Pour Francis Sorin, de la Société française d'énergie nucléaire, "si l'on pense que, sur vingt à trente ans, le nucléaire peut connaître un développement raisonnable, c'est-à-dire passer de 440 réacteurs à 880, ce n'est pas toute la solution, mais une part importante du chemin". Il reste que même ce développement "raisonnable" semble incertain. D'abord en raison des risques de prolifération : "Le développement du nucléaire suppose une paix durable, relève l'analyste indépendant Pierre Radanne. Or le siècle risque d'être violent, en raison de la rivalité pour les ressources et pour l'eau." Le cas de l'Iran, qui affirme vouloir se doter d'une industrie nucléaire civile, illustre la difficulté à développer l'électricité nucléaire sans répandre en même temps l'arme atomique.
LA MENACE DE LA SÉCHERESSE
Les spécialistes soulignent aussi le problème de capacité industrielle : "Il n'est pas sûr que l'industrie, et notamment la métallurgie, puisse assurer rapidement un développement important du nucléaire, dit Francis Sorin. On ne peut pas commander du jour au lendemain 200 cuves de réacteurs EPR."

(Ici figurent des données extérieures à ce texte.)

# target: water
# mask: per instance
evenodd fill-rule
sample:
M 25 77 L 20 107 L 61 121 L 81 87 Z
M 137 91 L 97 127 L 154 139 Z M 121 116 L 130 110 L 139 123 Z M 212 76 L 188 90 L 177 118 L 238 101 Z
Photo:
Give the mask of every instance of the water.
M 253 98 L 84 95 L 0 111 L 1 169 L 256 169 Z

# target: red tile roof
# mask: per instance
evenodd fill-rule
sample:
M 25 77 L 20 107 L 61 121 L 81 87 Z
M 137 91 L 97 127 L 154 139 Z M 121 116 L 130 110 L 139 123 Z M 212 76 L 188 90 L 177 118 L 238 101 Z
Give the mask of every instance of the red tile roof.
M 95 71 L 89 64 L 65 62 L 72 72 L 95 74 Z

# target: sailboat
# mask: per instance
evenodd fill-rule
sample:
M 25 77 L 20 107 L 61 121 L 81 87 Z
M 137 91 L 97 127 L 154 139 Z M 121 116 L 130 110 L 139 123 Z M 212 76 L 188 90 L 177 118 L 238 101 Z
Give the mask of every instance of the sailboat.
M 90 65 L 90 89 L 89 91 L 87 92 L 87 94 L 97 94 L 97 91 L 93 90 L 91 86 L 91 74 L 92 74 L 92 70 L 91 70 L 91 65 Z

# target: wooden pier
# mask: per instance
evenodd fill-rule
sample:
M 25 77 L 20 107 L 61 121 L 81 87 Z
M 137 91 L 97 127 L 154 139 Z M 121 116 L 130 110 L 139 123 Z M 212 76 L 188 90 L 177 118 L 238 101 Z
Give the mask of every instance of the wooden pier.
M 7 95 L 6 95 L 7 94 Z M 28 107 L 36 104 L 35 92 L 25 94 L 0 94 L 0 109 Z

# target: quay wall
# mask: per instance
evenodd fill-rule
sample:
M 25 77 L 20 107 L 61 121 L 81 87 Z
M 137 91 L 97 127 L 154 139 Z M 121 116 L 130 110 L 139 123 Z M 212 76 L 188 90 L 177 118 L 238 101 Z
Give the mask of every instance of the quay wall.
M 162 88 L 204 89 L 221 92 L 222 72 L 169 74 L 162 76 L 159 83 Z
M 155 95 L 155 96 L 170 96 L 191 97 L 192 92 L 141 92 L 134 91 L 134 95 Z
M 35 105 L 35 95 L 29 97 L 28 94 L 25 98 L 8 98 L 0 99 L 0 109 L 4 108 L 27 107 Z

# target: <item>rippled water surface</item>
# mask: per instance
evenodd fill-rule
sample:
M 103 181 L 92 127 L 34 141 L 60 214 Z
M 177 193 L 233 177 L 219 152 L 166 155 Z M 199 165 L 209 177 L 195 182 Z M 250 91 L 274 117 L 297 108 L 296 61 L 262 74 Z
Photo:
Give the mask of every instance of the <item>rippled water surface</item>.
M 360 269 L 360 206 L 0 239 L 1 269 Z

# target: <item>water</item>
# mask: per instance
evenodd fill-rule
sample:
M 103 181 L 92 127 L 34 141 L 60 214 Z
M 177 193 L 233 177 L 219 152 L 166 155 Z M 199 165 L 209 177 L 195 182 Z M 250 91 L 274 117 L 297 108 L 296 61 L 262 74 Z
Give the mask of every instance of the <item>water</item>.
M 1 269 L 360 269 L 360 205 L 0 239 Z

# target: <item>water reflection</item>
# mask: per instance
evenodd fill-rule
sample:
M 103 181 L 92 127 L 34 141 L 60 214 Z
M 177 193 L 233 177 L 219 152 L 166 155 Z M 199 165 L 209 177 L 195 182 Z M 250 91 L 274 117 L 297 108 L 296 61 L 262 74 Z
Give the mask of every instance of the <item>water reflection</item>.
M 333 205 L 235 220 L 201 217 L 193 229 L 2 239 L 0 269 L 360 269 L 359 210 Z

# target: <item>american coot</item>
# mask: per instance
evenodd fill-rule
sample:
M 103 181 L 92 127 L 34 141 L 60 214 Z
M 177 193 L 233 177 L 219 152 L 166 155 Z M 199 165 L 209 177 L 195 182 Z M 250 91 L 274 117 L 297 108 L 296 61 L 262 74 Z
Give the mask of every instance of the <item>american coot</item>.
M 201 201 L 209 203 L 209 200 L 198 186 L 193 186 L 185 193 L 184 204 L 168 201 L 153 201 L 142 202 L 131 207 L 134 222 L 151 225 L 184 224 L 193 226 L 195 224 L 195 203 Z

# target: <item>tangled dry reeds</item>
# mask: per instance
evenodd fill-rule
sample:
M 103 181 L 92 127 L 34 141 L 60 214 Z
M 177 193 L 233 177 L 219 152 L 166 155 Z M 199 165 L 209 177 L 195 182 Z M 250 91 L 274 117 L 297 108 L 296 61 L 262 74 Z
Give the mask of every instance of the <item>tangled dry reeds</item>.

Autre élément surprenant : le nucléaire pourrait être victime du changement climatique. Celui-ci devrait se traduire par une raréfaction des ressources en eau. Or les centrales nucléaires, souvent installées au bord des fleuves, ont besoin de pomper des quantités importantes d'eau pour se refroidir. En cas de sécheresse, elles pourraient manquer d'eau, et donc devoir s'arrêter.
Finalement, si le nucléaire a sa partition à jouer dans la lutte contre le réchauffement climatique, c'est plutôt sur le mode mineur. En France, l'EPR change-t-il la donne ? "Il n'y en a pas besoin en ce moment, observe Pierre Radanne, nous sommes en surcapacité électrique alors qu'il y a un gisement important d'économies d'énergie. Le risque est que l'EPR prenne l'argent nécessaire à ces programmes." Cet arbitrage pourrait faire l'objet de discussions lors du "Grenelle de l'environnement", prévu à l'automne.